However, there is another method I’d like to describe: using Flox to build an OCI container image.
It involves:
-
Initializing and defining a Flox environment. Run flox init to create an environment, use commands like flox install <package_name> to imperatively install software from Nixpkgs. Or define runtime software and required dependencies declaratively using TOML in the Flox environment's manifest.
-
Configuring settings, services, and available features. The Flox environment manifest has separate sections for defining environment variables (
[vars]
), services ([services]
), setup and teardown tasks ([hook]
), and in-environment features and functions ([profile]
). Teams define variables, services, actions, and functions using a combination of TOML and Bash shell scripting logic.

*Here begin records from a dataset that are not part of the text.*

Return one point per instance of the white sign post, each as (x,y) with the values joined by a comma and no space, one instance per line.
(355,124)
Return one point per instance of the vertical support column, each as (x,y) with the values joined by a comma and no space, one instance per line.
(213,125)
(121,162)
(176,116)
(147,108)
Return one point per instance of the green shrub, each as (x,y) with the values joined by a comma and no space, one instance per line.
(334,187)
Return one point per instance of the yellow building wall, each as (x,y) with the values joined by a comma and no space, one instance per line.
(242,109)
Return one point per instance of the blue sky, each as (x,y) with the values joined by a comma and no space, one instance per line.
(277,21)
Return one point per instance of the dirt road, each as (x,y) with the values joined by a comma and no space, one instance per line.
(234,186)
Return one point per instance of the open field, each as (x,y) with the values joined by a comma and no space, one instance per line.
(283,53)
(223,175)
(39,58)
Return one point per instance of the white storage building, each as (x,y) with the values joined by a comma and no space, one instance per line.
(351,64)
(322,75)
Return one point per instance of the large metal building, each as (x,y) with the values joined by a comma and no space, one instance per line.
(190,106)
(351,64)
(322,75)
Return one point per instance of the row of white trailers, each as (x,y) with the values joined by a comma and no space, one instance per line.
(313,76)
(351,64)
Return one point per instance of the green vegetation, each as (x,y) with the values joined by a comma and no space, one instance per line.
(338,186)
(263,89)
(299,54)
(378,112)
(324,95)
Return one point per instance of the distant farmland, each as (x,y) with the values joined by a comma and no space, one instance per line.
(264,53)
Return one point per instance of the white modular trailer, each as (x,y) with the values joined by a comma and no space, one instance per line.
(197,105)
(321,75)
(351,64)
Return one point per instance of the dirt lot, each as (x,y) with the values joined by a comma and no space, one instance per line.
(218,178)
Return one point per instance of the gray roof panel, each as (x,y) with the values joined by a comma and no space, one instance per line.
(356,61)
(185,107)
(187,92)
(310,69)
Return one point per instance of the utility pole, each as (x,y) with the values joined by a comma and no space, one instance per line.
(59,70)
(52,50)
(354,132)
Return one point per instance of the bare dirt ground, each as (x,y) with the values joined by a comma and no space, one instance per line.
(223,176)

Running flox containerize inside a Flox environment produces a tarball (with the --file
option) or writes to stdout
, piping the image to docker load
or podman load
. By default, flox containerize
loads the image into whatever container runtime it finds in PATH
(e.g., Docker or Podman), or writes to ./<environment_name>-container.tar
if no runtime is available.
In the end, this as simple as:
flox init
flox install hello perl python3
flox containerize
With this approach, you get Nix's build guarantees but don't have to know how to write Nix expressions or flakes. It's a simple way of encapsulating a runtime into a container so it builds deterministically.
If you're curious about what you've read here, want to learn more about Flox, or want to share your own preferred methods for constructing containers, drop into our community Discourse forum or join our community Slack. We'd love to chat with you.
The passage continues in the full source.